| HN Mirror

Maybe your application/environment was stable enough that site performance didn't change drastically over a decade. I've seen performance shift dramatically with the same number of users for different reasons (high-post flattened comment threads being slammed when Michael Jackson died, software upgrades which mysteriously load up servers on some requests, and of course feature adds). When a site issue occurs, I don't reach for "how many users are logged in?", I reach for my sorted list of machine and service-specific metrics and look for irregularities.

That being said, trends in user visits are of course great numbers for capacity planning because you have an idea how much growth to expect in the near future. But it's only a vague multiplier; you need to know how beefy a box to get (by stress testing to determine capacity) and then multiply by the growth factor. But it's usually more complicated than this.

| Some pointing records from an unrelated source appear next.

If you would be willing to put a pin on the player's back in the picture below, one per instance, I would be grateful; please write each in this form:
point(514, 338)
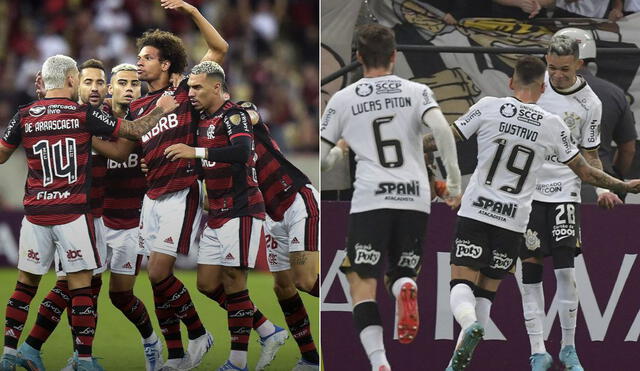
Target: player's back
point(580, 110)
point(381, 120)
point(167, 176)
point(57, 141)
point(514, 138)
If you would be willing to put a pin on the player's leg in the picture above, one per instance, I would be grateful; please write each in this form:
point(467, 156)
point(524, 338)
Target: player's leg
point(281, 237)
point(34, 259)
point(535, 247)
point(79, 256)
point(239, 241)
point(125, 265)
point(566, 241)
point(168, 227)
point(362, 266)
point(302, 222)
point(470, 253)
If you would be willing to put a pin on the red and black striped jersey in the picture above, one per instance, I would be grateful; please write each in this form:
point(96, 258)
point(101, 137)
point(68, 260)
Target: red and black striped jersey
point(56, 135)
point(278, 178)
point(125, 188)
point(177, 127)
point(232, 188)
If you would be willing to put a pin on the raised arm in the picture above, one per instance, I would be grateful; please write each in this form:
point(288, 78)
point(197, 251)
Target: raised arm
point(599, 178)
point(217, 45)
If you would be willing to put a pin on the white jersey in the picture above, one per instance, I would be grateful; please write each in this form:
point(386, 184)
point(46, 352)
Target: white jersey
point(381, 120)
point(581, 111)
point(513, 140)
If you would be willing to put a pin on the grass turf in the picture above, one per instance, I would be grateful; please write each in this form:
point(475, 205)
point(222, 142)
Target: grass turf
point(118, 342)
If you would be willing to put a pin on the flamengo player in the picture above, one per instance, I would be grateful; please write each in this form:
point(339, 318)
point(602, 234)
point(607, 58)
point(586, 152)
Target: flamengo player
point(383, 118)
point(514, 138)
point(291, 231)
point(172, 207)
point(92, 90)
point(56, 133)
point(229, 245)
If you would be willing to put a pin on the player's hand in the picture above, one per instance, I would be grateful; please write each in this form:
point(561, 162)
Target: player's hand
point(175, 79)
point(39, 85)
point(178, 151)
point(609, 200)
point(180, 5)
point(633, 186)
point(453, 202)
point(144, 167)
point(343, 145)
point(167, 103)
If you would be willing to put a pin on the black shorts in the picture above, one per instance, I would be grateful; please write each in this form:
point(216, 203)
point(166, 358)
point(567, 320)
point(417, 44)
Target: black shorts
point(491, 250)
point(553, 230)
point(398, 234)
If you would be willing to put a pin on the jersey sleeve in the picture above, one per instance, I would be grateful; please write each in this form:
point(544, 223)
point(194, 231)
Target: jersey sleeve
point(12, 135)
point(331, 125)
point(562, 144)
point(100, 123)
point(426, 101)
point(469, 123)
point(238, 124)
point(591, 128)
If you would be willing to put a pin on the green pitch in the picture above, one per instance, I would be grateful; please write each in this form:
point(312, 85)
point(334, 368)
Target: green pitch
point(118, 342)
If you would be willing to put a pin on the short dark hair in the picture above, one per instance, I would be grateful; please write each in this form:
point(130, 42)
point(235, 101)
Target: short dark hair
point(376, 44)
point(528, 69)
point(92, 63)
point(170, 47)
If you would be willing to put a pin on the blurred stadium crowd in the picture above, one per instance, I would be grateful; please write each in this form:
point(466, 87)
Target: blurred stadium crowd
point(272, 60)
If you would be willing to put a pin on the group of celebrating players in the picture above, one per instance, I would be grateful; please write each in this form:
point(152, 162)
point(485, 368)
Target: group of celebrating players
point(522, 201)
point(113, 180)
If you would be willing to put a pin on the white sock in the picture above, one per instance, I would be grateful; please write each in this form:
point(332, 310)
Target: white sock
point(373, 344)
point(238, 358)
point(10, 351)
point(483, 310)
point(463, 305)
point(151, 339)
point(567, 303)
point(266, 329)
point(533, 308)
point(397, 286)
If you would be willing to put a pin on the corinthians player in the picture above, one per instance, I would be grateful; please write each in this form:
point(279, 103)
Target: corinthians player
point(514, 138)
point(383, 118)
point(554, 225)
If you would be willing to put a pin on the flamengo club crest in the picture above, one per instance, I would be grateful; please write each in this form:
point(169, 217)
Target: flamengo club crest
point(211, 132)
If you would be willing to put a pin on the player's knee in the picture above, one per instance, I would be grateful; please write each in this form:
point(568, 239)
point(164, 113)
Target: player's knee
point(120, 298)
point(531, 273)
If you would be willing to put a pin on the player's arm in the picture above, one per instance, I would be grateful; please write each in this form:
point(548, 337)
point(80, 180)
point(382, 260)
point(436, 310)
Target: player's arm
point(335, 153)
point(599, 178)
point(11, 139)
point(217, 45)
point(118, 150)
point(444, 139)
point(102, 124)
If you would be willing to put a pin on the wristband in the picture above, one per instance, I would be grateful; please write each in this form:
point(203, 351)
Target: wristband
point(200, 152)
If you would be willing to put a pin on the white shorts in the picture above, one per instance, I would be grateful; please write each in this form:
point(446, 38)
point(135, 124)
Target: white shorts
point(74, 241)
point(124, 250)
point(98, 225)
point(297, 231)
point(170, 223)
point(235, 244)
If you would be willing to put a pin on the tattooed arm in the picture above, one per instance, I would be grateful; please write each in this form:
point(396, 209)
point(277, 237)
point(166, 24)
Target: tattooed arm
point(599, 178)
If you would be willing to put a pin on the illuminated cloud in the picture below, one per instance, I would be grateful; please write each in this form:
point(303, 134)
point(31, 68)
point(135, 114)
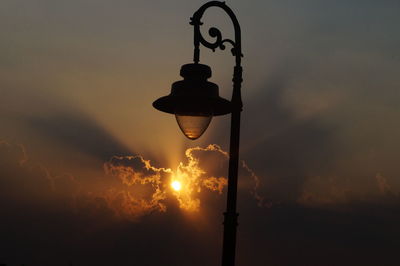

Stress testing doesn't have to be a formal process in all environments. You might just have a developer with a new chat server and they want to get a benchmark of how many users can join and chat before CPU peaks. An hour or two of coding should provide a workable test on like-hardware, which can then be generalized with tests of other software to give an idea of the capacity when a certain number of users are logged in and performing the same operations. The point isn't to know 100% when you will fall over, but to have at least an idea when you're going to fall over, so you don't have to actually fall over to figure out when and where to scale.

I have no problems with very-short-term big lab stress testing. We had the same issue at my last place, and with lots of caution, it worked fine. But jesus christ, if I told my bosses "I think we should run all the servers with extra load until they fall over, then re-evaluate", they'd look at me like I had antlers growing out of my head.